Isabel shot Britney a tight
smile. “I see.”
It looked like a lot of things were changing around here, and Isabel didn’t have to like it.
“Well, anyway, I’m meeting up with Carmella, so I’d better go.” The younger woman beamed at Isabel once more. “Baby’s hungry!”
With a flutter of her fingers, Britney pranced away in her two-inch heels, leaving Isabel on the curb with a white-hot feeling searing through her middle. She didn’t use the word hate lightly, but right now, she truly hated Britney Baxter.
Pulling her phone out of her pocket, she fired off a text to James Hunter: I need your advice on a lease contract. Can we meet?
She dropped the phone back into her purse. If there was one thing her father had taught her, it was that feelings might get hurt, but business wasn’t about feelings. It was about money, and it was about building something bigger than yourself.
And right now, she’d stick to business. Feelings were a little too volatile to be trusted.
Britney met a woman on the opposite side of the street who paused, shaded her eyes and peered in Isabel’s direction. Isabel knew her well—Carmella, a high school friend.
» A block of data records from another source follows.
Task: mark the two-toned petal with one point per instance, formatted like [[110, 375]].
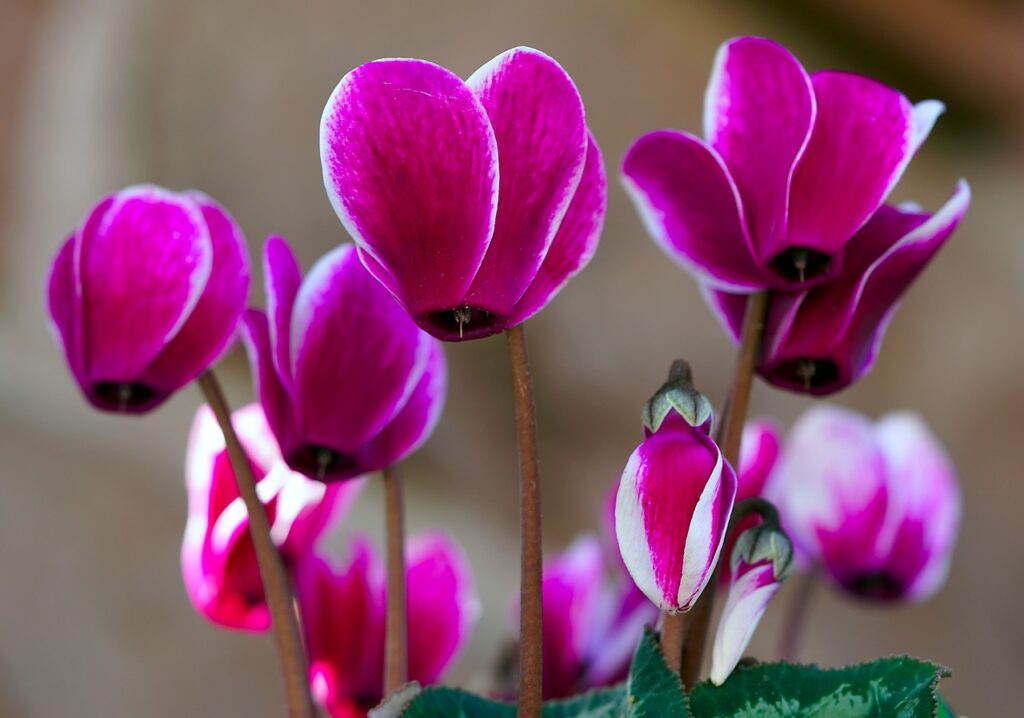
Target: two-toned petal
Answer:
[[674, 501], [411, 166], [691, 207]]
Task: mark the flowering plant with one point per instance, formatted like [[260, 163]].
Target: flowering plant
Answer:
[[471, 203]]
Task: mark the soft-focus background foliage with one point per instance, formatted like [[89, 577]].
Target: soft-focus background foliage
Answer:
[[226, 96]]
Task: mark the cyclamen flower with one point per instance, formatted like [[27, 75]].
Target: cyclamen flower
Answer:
[[591, 625], [877, 505], [761, 561], [474, 201], [348, 382], [146, 294], [672, 510], [822, 339], [343, 616], [792, 166], [218, 559]]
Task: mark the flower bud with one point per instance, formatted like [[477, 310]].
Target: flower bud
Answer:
[[678, 398], [674, 501]]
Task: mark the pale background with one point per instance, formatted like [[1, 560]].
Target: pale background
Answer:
[[225, 96]]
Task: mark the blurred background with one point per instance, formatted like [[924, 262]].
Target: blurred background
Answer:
[[226, 96]]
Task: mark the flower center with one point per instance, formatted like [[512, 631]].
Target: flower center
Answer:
[[876, 585], [124, 395], [801, 264], [462, 323], [810, 373]]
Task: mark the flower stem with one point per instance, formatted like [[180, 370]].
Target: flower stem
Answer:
[[271, 568], [673, 633], [530, 599], [797, 614], [730, 431], [396, 650]]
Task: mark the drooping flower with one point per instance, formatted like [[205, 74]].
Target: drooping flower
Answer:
[[877, 505], [761, 560], [474, 201], [146, 294], [343, 617], [792, 166], [218, 559], [591, 624], [822, 339], [348, 382], [672, 509]]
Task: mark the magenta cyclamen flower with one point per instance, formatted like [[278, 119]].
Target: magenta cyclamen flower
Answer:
[[673, 506], [146, 294], [474, 201], [823, 339], [792, 166], [348, 382], [877, 505], [218, 559], [591, 625], [343, 616]]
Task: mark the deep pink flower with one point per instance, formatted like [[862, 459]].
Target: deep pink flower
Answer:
[[591, 625], [146, 294], [877, 505], [474, 201], [673, 506], [762, 559], [348, 382], [343, 616], [792, 166], [218, 560], [823, 339]]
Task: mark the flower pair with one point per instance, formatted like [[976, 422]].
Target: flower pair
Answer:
[[785, 193], [342, 608]]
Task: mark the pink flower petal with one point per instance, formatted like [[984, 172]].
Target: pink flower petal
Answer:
[[862, 139], [142, 264], [211, 327], [345, 394], [411, 166], [691, 207], [759, 111], [576, 241], [538, 120], [442, 604]]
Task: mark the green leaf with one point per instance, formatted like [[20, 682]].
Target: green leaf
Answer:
[[653, 690], [895, 687]]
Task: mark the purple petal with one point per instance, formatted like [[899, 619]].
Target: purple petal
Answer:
[[759, 110], [64, 302], [745, 604], [283, 279], [345, 393], [576, 241], [572, 588], [674, 497], [417, 419], [926, 501], [691, 208], [272, 396], [343, 621], [411, 166], [211, 326], [862, 139], [538, 119], [142, 265], [442, 604]]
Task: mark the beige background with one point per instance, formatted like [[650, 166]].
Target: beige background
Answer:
[[226, 96]]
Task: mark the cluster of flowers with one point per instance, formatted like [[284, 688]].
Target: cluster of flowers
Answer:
[[471, 204]]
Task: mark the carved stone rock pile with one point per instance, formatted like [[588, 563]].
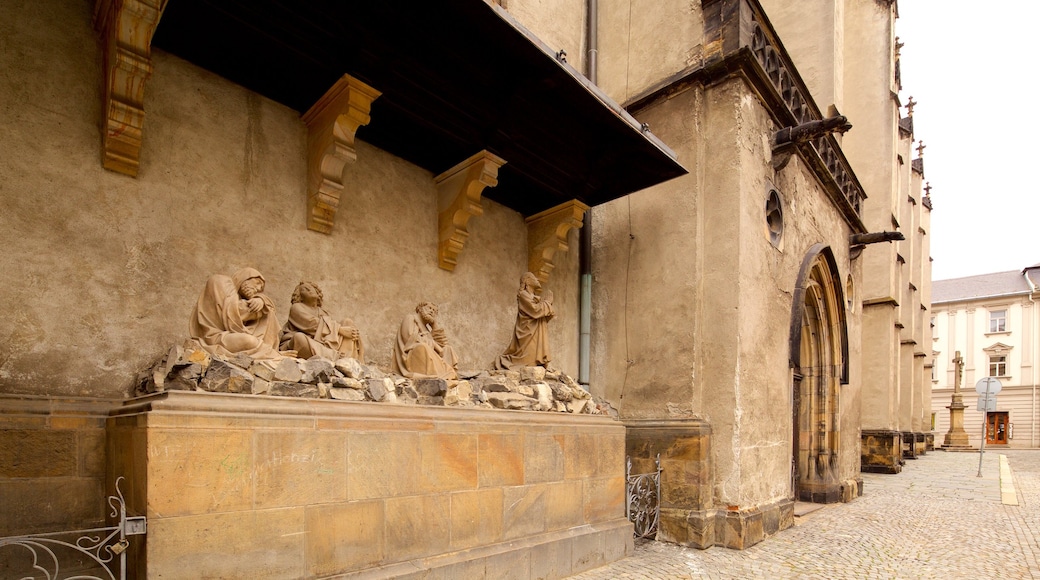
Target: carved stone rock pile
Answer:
[[188, 367]]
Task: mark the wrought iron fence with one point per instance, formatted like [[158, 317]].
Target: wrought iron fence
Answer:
[[643, 499], [96, 554]]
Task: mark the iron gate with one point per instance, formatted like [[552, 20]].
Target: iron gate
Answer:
[[643, 499], [91, 554]]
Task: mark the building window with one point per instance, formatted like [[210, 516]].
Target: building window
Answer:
[[774, 217], [998, 365], [997, 320]]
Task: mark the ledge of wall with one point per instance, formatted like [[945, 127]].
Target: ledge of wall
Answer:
[[273, 488]]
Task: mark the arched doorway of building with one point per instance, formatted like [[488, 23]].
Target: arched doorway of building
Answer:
[[819, 359]]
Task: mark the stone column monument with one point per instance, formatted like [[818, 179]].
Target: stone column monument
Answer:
[[957, 438]]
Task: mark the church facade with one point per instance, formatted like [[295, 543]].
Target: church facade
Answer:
[[712, 205]]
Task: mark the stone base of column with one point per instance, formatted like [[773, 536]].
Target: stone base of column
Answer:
[[919, 444], [880, 451], [909, 446], [957, 441]]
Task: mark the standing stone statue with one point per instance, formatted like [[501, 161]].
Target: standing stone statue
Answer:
[[233, 316], [422, 349], [311, 331], [529, 346]]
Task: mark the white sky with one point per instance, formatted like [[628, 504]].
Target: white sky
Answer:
[[967, 64]]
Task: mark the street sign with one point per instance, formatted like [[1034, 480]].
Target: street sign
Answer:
[[987, 404], [988, 385]]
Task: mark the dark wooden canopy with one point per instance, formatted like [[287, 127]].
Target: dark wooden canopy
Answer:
[[457, 77]]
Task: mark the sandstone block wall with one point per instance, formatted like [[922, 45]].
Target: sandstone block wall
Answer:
[[52, 465], [260, 488]]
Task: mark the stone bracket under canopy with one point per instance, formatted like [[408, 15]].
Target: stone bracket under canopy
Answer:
[[126, 28], [547, 234], [332, 124], [459, 191]]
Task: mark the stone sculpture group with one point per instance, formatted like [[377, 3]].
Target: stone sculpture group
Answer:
[[237, 346], [233, 316]]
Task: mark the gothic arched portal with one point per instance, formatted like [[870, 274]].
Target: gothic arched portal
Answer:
[[820, 360]]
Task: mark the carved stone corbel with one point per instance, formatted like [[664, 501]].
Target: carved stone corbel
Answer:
[[332, 124], [547, 234], [459, 192], [126, 28]]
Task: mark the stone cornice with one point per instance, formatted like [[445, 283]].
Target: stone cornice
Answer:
[[332, 124], [126, 28], [459, 191], [547, 234], [739, 41]]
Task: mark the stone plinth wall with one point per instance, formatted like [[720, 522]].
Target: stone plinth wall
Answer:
[[881, 451], [689, 515], [252, 486], [52, 464]]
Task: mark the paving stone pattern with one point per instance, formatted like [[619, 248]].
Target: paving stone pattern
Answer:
[[934, 520]]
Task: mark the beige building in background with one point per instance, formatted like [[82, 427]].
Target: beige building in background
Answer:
[[750, 322], [992, 320]]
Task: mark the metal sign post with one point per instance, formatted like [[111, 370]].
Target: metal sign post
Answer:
[[985, 387]]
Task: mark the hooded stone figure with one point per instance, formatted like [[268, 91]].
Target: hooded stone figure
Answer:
[[529, 346], [422, 349], [311, 330], [233, 316]]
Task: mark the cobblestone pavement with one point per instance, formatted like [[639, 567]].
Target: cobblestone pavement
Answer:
[[934, 520]]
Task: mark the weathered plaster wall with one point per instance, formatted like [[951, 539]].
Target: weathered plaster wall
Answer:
[[763, 281], [704, 331], [561, 24], [643, 43], [646, 283], [102, 270]]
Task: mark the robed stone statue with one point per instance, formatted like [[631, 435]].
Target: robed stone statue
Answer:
[[234, 316], [529, 345], [311, 331], [422, 349]]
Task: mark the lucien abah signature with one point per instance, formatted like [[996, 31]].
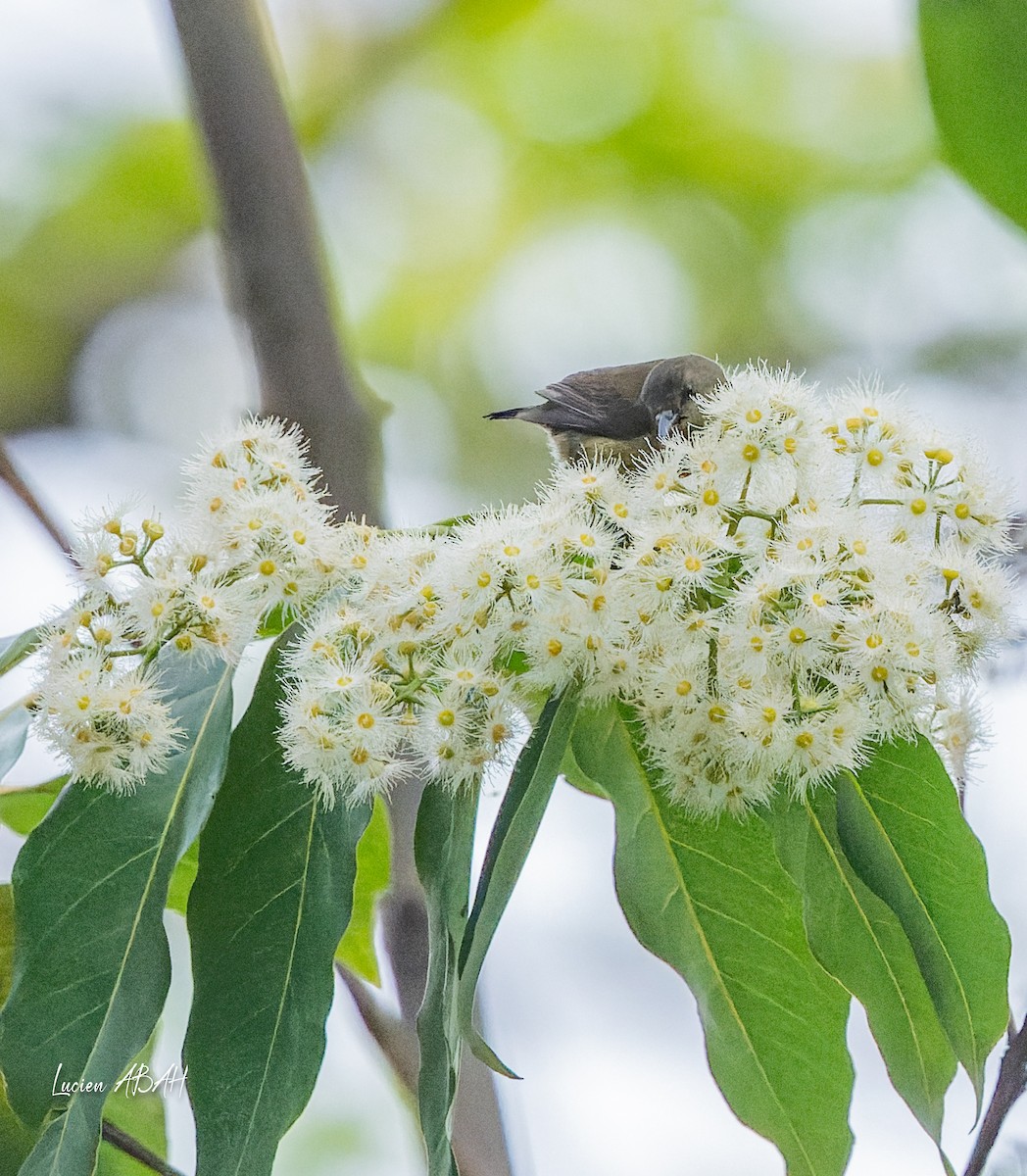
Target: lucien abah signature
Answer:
[[136, 1080]]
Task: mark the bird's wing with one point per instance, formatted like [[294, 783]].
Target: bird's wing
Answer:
[[593, 407]]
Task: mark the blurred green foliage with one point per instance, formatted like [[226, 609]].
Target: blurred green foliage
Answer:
[[106, 241], [445, 150], [976, 71]]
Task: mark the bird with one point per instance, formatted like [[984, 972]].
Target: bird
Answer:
[[620, 412]]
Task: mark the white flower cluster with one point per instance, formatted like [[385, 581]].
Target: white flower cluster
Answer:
[[258, 542], [796, 581]]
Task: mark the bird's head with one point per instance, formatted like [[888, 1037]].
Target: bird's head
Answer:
[[670, 389]]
She’d been running into old acquaintances a lot the last few days, and their first reactions had never been very warm. There had been some sympathy over her scars that barely concealed their satisfaction at seeing her brought down a peg or two. Some didn’t bother saying anything—just stared. And a couple of old classmates had crossed the street to avoid her, which made their feelings about her pretty clear. So far, she hadn’t come across people from the wealthier circles she’d used to move in, and they were the ones who intimidated her the most right now.